En un segundo, supuse que no debería haber regresado hace mucho, porque sino, no le estarían mandando mensajes a esas horas de la madrugada.
Como segundo acto reflejo, oprimí la tecla leer. El mensaje que había sido recibido primero era de Pilar, una amiga de Lau, a quien yo conozco.


Pilar es madre soltera. Tuvo un hijo a los 22 años y su pareja de ese entonces y padre de la criatura, se borró. Una luchadora que siempre se destacó en su trabajo y a quien mi mujer admira mucho. Además, es una buena mina. Las veces que vino a casa a cenar o a tomar el té, demostró ser una gran compañera de mi mujer, a la que siempre tiene en cuenta para todo.


“Lau, tenemos que repetir lo de hoy el martes que viene, fue espectacular. Te mando un beso, nos vemos mañana en la oficina”, divisé en la pantalla.


La tranquilidad visitó mi cuerpo. En ese momento tuve ganas de abrazar a mi mujer; de ir a la cama y hacerle el amor; de pedirle perdón, aunque ella no supiera de mis sospechas, por haber desconfiado de ella.
Hasta que vi el segundo mensaje.


Tenía como remitente un número que Laura no tenía entre sus contactos.
“Nena, sos un infierno, espero volver a encontrarte en la próxima reunión. Besos, T”.
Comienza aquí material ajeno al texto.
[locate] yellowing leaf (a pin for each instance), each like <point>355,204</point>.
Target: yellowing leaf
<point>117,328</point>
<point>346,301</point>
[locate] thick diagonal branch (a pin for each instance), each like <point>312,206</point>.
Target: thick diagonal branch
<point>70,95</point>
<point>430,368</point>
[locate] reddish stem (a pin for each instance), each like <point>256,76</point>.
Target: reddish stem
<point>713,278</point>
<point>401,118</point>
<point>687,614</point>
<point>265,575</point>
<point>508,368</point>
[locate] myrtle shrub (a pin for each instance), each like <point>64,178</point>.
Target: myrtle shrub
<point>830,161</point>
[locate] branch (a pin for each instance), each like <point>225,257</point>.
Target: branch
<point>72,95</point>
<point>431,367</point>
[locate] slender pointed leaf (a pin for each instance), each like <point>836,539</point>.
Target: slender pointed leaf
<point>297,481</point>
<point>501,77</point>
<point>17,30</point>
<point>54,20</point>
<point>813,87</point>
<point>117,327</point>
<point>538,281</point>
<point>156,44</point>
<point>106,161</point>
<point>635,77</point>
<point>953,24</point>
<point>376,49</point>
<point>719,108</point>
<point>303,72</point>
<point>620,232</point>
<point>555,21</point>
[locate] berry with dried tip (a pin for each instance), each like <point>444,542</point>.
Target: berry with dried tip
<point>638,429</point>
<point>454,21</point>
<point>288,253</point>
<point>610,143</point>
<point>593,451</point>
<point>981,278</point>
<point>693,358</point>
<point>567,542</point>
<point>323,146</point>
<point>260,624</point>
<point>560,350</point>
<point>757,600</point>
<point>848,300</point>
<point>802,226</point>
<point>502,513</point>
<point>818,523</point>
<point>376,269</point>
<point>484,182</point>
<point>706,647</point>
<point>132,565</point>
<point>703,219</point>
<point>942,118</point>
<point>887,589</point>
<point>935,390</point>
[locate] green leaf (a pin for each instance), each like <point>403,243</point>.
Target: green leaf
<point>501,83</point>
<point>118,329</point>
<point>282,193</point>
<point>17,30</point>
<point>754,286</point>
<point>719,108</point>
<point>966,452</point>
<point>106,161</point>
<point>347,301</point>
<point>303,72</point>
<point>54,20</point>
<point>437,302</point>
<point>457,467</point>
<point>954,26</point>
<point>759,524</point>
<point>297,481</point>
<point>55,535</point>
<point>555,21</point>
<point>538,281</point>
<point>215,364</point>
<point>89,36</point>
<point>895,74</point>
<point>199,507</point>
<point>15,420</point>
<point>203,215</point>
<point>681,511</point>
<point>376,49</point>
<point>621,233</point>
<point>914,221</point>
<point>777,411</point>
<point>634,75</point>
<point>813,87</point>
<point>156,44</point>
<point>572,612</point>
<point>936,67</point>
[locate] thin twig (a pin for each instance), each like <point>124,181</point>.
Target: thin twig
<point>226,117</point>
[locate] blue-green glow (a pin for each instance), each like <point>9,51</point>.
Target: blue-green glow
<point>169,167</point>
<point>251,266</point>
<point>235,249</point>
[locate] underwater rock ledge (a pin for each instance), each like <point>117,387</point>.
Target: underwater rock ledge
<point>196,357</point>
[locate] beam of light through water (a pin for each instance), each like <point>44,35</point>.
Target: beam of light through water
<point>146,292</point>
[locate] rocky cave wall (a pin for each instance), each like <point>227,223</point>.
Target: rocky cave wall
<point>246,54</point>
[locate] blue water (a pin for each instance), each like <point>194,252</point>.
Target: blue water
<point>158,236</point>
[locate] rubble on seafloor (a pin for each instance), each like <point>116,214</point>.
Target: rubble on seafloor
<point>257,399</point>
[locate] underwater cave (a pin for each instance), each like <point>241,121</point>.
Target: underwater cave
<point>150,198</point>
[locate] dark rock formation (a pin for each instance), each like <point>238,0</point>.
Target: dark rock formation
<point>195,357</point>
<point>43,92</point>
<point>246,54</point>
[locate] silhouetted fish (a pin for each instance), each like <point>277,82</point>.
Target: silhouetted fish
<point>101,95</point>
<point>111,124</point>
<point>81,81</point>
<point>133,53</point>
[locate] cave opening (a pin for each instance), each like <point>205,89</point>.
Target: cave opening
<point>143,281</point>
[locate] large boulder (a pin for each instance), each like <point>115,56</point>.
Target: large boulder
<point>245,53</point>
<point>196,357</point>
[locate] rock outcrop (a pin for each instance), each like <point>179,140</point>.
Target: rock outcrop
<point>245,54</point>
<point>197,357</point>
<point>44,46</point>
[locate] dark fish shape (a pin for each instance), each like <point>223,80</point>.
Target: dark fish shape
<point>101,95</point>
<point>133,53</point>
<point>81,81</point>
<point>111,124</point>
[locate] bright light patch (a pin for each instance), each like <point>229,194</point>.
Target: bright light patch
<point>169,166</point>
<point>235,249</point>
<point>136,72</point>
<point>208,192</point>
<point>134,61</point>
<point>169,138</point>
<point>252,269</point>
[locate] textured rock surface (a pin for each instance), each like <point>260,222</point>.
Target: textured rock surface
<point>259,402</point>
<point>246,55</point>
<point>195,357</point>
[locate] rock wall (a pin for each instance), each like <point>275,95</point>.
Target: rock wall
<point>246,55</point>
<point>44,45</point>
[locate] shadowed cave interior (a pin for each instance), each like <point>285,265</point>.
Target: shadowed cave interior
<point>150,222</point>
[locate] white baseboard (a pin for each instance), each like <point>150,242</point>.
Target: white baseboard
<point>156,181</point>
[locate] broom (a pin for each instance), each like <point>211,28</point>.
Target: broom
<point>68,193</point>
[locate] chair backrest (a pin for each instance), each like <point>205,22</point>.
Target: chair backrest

Quedé boquiabierto, sin saber cómo reaccionar. Eso ya no era de una mujer, supuse; y en una cena con amigas, a menos de que haya comido como un chancho, no habría motivos para que le digan “Nena, sos un infierno”. La ira me invadió, pero supe que debía controlarme.


Para que no se diese cuenta de que yo los había leído, los borré; así, ella diría que no los había recibido. De lo contrario, tendría que encararme, cosa que no creí que haría.


Antes de borrarlos, agendé en mi teléfono el número de T.


Volví a la cama con la misma cautela con la que hice todos los movimientos anteriores para no despertarla. Después de lo que había pasado no pude volver a dormirme en toda la noche. En ese momento ya no quería hacerle el amor; la quería violar, pegarle y quién sabe sino matarla.


Cuando se levantó para empezar su día e irse a trabajar, me hice el dormido. No quería saber nada hasta que se fuera y yo pudiese empezar a pensar en lo que había ocurrido hace algunas horas. El beso que me dio en la mejilla al irse, mientras yo dormía, me generó una repulsión que no conocía. Algo que nunca pensé que iba a sentir al recibir una demostración de afecto de ella.


La desconfianza ya era real y yo estaba dispuesto a llegar hasta el fondo de todo el asunto.